It appears to do exactly what we want in terms of avoiding the occurrence of target negative relapses, which is the key thing that obviously you’d be looking to address, and where we know that is particularly important is obviously in acute leukemia. There’s been initial reports that there is a certain proportion of patients that do actually show CD19 negative relapses in the context of diffuse large B cell lymphoma. There haven’t been as many reports more recently. In our own hands and with obe-cel, we haven’t seen CD19 negative relapses, nor did we with our collaborator programs , so whether or not that is a major issue to actually address in those indications, I think is unclear at this point in time, and I think that is one of the questions I think we’ll look into in terms of the ability to broaden the utility of the dual targeting approach into additional indications.
But where it’s very clear is that in ALL, that is certainly a driver for relapse both for children as well as for adult patients, and we believe that at some point it makes sense to consider that program to move into the succession of obe-cel in the acute leukemia setting as well, so that’s sort of our take in terms of the range as well as the way we’re thinking about it, and ultimately these are a set of investment decisions and it’s a question of sequencing those investments, and I think the priority will first be on actually broadening the opportunity for obe-cel and then in the second step actually then moving forward with AUTO122 in terms of the actual life cycle to obe-cel.
Sebastiaan van der Schoot: Great, thank you very much.
Christian Itin: Thanks Sebastiaan.
Operator: Thank you. One moment. Our last question comes from Asthika Goonewardene with Truist. Your line is open.
Karina Rabayeva: Hi, this is Karina for Asthika. Just have two questions on pricing.

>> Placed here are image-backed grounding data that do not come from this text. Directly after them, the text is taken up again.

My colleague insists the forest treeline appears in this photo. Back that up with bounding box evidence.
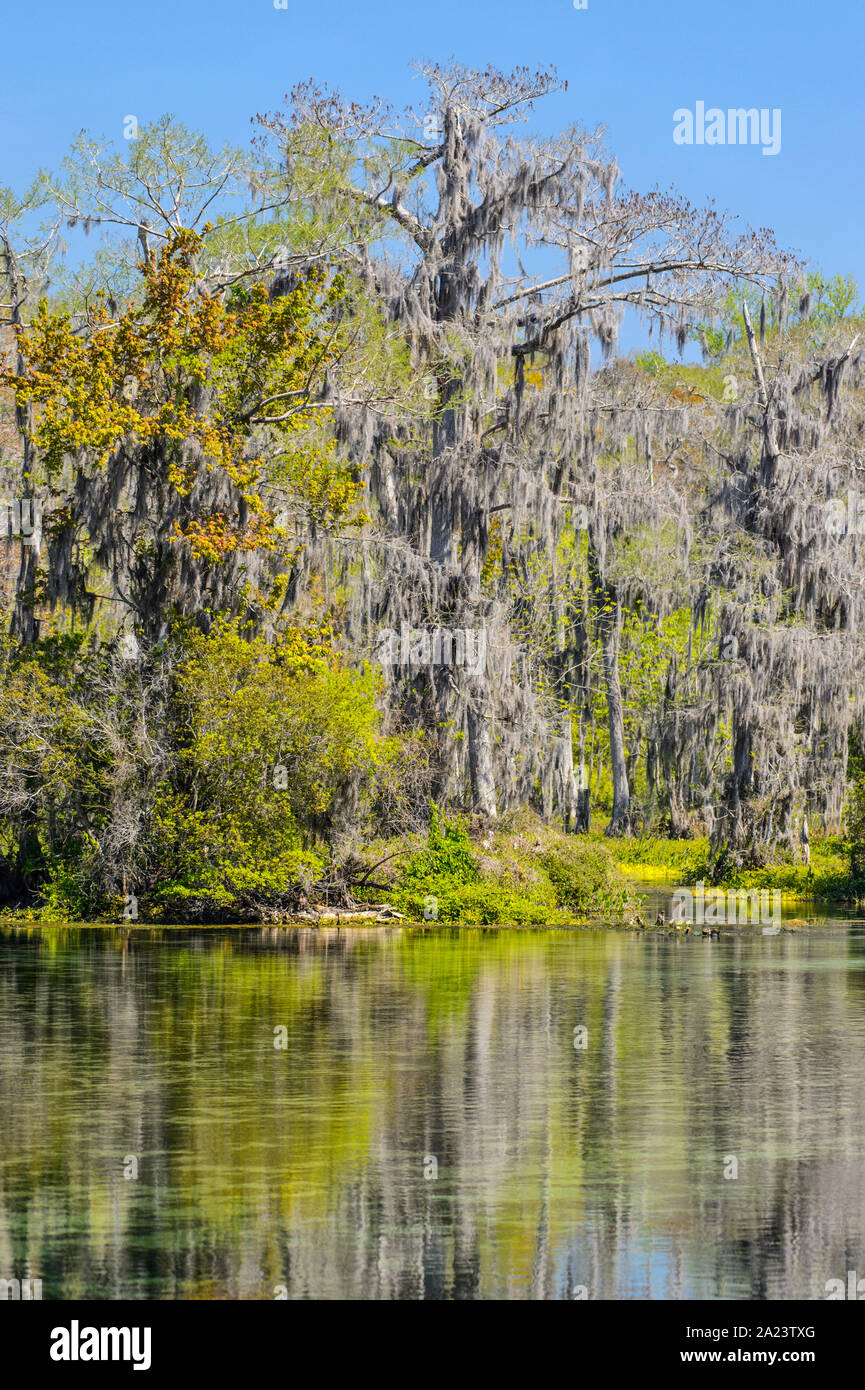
[1,63,864,920]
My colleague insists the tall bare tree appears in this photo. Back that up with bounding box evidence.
[260,62,790,829]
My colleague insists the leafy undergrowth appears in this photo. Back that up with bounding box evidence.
[363,807,633,925]
[7,814,857,927]
[612,835,709,877]
[615,833,859,903]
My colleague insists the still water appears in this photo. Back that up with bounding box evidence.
[2,917,865,1300]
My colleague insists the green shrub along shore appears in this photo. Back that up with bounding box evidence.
[358,816,865,929]
[2,801,862,928]
[360,809,634,927]
[0,616,860,927]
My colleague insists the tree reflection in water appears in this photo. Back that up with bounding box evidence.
[1,923,864,1300]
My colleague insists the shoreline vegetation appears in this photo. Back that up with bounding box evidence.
[1,808,861,928]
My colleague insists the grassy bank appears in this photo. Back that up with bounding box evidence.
[0,809,635,927]
[2,814,860,927]
[357,808,634,926]
[612,834,861,905]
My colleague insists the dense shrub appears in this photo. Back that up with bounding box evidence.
[0,619,401,919]
[393,808,628,924]
[847,775,865,892]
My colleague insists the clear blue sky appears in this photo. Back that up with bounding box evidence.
[2,0,862,294]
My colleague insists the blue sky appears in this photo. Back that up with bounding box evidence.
[2,0,861,298]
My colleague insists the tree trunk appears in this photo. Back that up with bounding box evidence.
[602,624,631,835]
[11,537,39,644]
[466,680,497,819]
[715,716,752,852]
[429,238,498,816]
[589,540,630,836]
[557,712,580,832]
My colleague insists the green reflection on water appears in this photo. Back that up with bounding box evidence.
[1,923,864,1300]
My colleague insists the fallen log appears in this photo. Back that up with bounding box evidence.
[294,905,407,924]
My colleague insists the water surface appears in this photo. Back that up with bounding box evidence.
[2,920,865,1299]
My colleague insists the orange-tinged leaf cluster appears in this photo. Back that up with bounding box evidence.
[0,228,360,563]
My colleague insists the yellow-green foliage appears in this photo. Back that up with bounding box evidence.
[615,833,857,902]
[146,618,390,913]
[1,228,359,563]
[0,619,397,920]
[390,809,631,925]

With the filings due by year end, how are you guys thinking to price obe-cel, and can you also discuss some preliminary feedback you have received from payors in the U.S. and Europe? Also, is there any potential for your pricing power to change with detailed data at ASCO? Thank you.

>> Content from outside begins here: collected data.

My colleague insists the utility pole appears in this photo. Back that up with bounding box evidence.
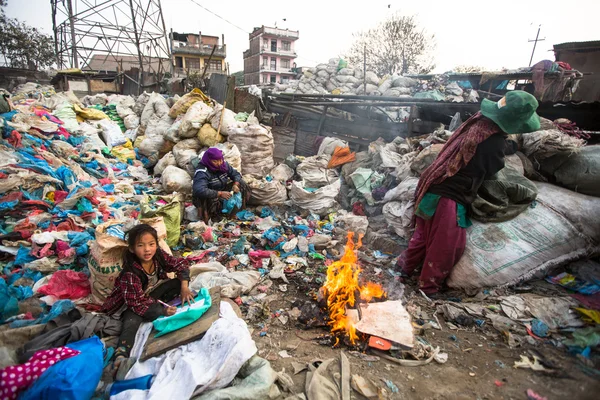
[528,24,545,67]
[66,0,79,68]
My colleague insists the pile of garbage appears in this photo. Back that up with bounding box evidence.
[273,57,480,103]
[1,83,599,398]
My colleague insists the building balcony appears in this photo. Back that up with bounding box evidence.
[251,26,299,40]
[260,47,297,57]
[260,65,296,74]
[174,67,225,76]
[172,44,226,58]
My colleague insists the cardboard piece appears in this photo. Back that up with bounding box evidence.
[354,300,414,348]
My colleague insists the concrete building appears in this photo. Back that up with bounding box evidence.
[243,26,299,85]
[170,31,227,77]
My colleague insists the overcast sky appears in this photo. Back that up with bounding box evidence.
[5,0,599,73]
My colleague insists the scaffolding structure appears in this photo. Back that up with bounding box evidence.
[51,0,171,86]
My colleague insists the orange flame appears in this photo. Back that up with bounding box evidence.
[322,232,386,345]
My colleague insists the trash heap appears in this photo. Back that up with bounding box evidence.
[1,83,599,398]
[274,57,480,103]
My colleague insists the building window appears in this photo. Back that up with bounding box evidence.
[271,40,277,52]
[281,59,290,69]
[281,76,289,83]
[263,39,268,50]
[270,57,276,70]
[205,59,222,71]
[186,58,200,70]
[282,41,290,51]
[262,74,268,84]
[270,75,276,83]
[262,57,268,67]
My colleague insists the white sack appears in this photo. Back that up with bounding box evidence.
[180,101,213,138]
[161,165,192,194]
[448,183,600,290]
[296,155,339,188]
[154,152,177,176]
[290,179,341,213]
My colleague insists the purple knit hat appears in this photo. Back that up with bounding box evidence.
[201,148,228,173]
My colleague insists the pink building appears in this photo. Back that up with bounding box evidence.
[243,26,299,85]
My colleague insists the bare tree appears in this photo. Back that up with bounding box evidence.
[0,0,55,70]
[346,14,435,76]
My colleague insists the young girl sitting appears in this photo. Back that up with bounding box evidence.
[101,224,197,377]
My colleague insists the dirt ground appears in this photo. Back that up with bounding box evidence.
[247,270,600,400]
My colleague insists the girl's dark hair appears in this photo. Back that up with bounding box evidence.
[120,224,167,289]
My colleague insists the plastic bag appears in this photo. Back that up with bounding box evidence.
[209,104,246,137]
[161,165,193,194]
[53,103,79,132]
[140,92,170,128]
[168,88,211,119]
[141,194,184,247]
[20,336,104,400]
[180,101,213,138]
[297,155,339,188]
[154,152,177,176]
[96,119,127,148]
[197,123,223,147]
[37,270,90,300]
[222,192,242,214]
[247,178,287,206]
[289,179,341,213]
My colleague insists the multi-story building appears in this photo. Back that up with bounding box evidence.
[243,26,299,85]
[170,31,227,77]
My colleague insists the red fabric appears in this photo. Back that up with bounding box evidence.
[53,191,68,204]
[397,197,466,294]
[37,270,91,300]
[0,193,22,203]
[414,113,500,212]
[0,346,80,400]
[7,131,22,148]
[352,201,366,216]
[101,249,193,316]
[98,178,112,186]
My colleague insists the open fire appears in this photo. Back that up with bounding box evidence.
[322,232,386,345]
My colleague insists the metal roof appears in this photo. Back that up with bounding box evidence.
[553,40,600,51]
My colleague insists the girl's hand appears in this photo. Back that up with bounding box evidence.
[165,306,177,316]
[181,287,195,307]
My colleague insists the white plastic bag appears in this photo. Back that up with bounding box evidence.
[296,155,339,188]
[180,101,213,138]
[161,165,193,194]
[289,179,340,213]
[154,152,177,175]
[96,119,127,148]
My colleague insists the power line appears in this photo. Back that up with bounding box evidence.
[188,0,250,34]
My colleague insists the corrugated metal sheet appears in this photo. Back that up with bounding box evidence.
[294,130,318,157]
[272,126,296,161]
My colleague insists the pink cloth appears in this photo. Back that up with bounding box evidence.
[0,346,80,400]
[37,270,91,300]
[397,197,466,294]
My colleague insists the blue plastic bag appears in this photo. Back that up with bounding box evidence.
[20,336,104,400]
[222,192,242,214]
[236,209,255,221]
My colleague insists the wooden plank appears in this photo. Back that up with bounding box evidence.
[340,351,351,400]
[140,287,221,361]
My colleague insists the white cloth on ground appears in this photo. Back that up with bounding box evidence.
[111,302,257,400]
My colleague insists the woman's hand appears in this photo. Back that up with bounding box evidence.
[180,286,195,307]
[218,191,232,200]
[165,306,177,316]
[232,183,240,193]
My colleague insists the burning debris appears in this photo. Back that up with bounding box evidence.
[321,232,386,345]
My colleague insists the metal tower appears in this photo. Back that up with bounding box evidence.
[50,0,171,79]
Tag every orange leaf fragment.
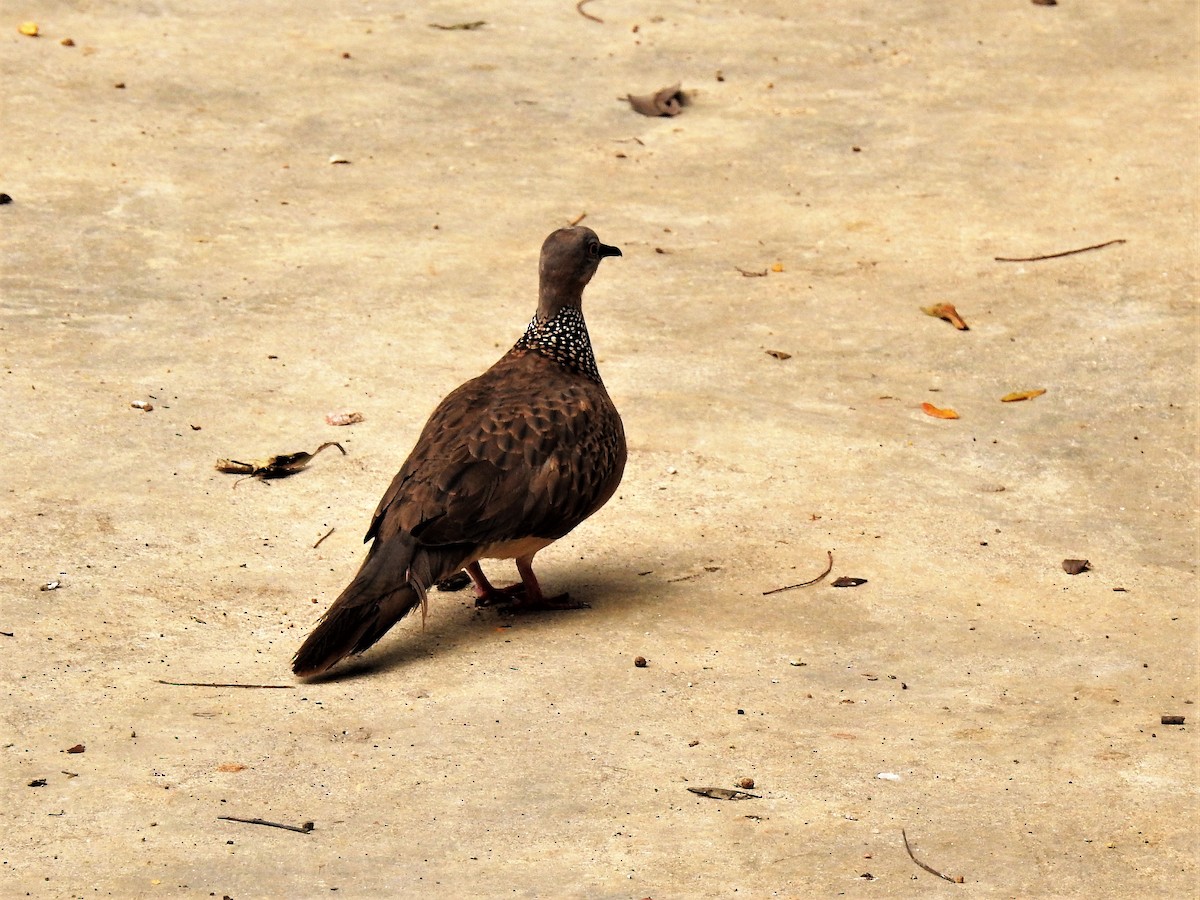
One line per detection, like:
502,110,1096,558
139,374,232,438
921,303,969,330
921,402,959,419
1000,388,1047,403
217,763,247,773
770,262,784,273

Christian Itin: Sorry Karina, I didn’t get the last part of the question.
Karina Rabayeva: The pricing power with the next update at ASCO.
Christian Itin: Oh, I see – okay. Thank you. Well first of all, thanks for joining, Karina. Interesting questions related to pricing. I think what we’ve been seeing across the space is there’s two dimensions. First of all, we’re having ALL typically obviously with Blincyto and the use of Blincyto in patients with lower disease burden. We also previously used up to four cycles in those patients, which is basically getting the price for that product into the range of between $400,000 and $500,000 per patient in the U.S, so that’s one benchmark which is standard of care and kind of what that bracket that is. When you then look on the approved CAR T therapy in ALL, that is in the range of $450,000 during the course–expected to be during the course of this year, so that’s sort of the second, I think, bracket that we’re seeing in the U.S, and we would expect that we would be pricing in a similar range.